Die beste Möglichkeit erspielten sich dann aber die Hausherren. Nach einem langen Ball aus der eigenen Hälfte rutschte Breel Embolo im Strafraum zwar zunächst aus, machte so aber den Weg frei für Florian Neuhaus, dessen Schuss aus 15 Metern von Lukas Hradecky reaktionsschnell entschärft wurde (16.).
Die Partie wurde nun offener, beide Mannschaften spielten immer wieder munter nach vorne.
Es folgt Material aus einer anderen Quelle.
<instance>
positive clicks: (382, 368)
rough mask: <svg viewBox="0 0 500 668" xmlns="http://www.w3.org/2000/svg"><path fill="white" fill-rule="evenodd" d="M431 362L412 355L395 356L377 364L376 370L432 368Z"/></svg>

Gefährlich wurde es dann in der 25. Minute, als Diaby nach feinem Zusammenspiel mit Florian Wirtz erst im Fünfmeterraum vom aufmerksamen Yann Sommer gestoppt wurde. Allerdings offenbarte diese Szene auch genau das Problem der Leverkusener Offensive: Bis zum Strafraum sahen die Angriffe meist sehr ordentlich aus, im letzten Drittel aber spielte es die Werkself oftmals zu ungenau.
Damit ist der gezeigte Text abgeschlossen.